Declarations

In toc, declarations have the following syntax: <name> :[:] [type] [= expression];

The square brackets ([]) indicate something optional.

All of the following statements declare an new variable x which is an integer, and has a value of 0: x : int; x : int = 0; x := 0; Note that in the first of those statements, although no expression is specified, it defaults to 0. This is not true in C, and there will eventually probably be an option to leave x uninitialized.

If you wanted x to be a floating-point number, you could use: x : float; x : float = 0; x := 0.0;

Note that 0 can be used as both a float and an integer, but when no type is specified, it defaults to an int, whereas 0.0 defaults to a float.

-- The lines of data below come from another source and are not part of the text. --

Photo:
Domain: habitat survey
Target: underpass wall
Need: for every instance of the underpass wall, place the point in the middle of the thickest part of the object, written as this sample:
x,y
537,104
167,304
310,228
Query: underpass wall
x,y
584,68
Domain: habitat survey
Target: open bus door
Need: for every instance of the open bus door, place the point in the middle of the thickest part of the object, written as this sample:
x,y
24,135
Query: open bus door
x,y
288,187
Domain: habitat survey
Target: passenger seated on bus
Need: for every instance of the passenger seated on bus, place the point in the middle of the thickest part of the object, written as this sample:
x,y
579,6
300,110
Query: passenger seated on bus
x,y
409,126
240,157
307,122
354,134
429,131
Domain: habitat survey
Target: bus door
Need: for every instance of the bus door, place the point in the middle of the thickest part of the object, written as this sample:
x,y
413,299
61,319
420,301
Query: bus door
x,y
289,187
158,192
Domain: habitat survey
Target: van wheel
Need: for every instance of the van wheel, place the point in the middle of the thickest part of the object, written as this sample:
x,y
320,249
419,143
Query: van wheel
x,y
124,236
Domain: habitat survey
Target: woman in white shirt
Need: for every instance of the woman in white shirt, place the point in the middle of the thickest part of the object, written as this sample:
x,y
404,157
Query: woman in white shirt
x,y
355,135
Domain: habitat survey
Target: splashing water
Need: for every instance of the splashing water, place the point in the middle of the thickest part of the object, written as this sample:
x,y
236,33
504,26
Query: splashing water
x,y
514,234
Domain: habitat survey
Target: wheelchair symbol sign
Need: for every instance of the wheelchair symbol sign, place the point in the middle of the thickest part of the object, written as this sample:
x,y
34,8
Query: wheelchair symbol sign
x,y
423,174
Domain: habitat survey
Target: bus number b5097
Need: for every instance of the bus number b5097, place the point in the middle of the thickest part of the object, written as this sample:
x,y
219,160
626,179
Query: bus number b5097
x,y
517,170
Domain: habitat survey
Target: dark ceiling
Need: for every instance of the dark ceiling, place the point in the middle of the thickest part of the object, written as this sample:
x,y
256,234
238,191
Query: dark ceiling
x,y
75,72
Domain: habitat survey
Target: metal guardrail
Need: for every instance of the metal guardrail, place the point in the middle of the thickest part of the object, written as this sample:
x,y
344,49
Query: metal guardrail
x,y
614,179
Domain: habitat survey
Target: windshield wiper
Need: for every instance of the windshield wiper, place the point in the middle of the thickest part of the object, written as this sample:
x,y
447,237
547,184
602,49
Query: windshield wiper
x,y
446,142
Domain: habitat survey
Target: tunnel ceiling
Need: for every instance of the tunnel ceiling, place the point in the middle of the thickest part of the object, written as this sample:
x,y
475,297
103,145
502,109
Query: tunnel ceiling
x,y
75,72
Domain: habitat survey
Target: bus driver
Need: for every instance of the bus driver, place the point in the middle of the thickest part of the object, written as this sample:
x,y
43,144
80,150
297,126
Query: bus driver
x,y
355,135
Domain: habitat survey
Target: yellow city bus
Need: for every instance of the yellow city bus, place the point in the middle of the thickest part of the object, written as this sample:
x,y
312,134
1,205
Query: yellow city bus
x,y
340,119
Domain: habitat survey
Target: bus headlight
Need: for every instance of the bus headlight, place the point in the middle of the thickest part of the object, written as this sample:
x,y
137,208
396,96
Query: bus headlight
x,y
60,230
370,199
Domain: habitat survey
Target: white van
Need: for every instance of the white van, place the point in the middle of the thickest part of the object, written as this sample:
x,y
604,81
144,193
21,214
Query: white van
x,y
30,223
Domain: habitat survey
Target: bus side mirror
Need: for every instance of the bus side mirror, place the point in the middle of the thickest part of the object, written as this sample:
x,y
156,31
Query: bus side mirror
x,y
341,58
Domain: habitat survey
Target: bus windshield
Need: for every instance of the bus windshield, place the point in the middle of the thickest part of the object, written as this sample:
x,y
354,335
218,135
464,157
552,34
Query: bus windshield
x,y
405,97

Here are all of toc’s builtin types and their ranges of values:

At the moment, it is not technically guaranteed that f32/float is actually 32-bit and that f64 is actually 64-bit; they are platform dependent. Perhaps someday there will be a version of toc which does not compile to C, where that could be guaranteed.

To make declarations constant, use :: instead of :. e.g.

x ::= 5+3; y :: float = 5.123;

Here, “constant” means constant at compile time, not read-only as it does in C. One interesting thing about toc is that normal functions can run at compile time, so pretty much any expression is a valid initializer for a constant, e.g. doing x ::= some_function(); runs some_function at compile time, not at run time.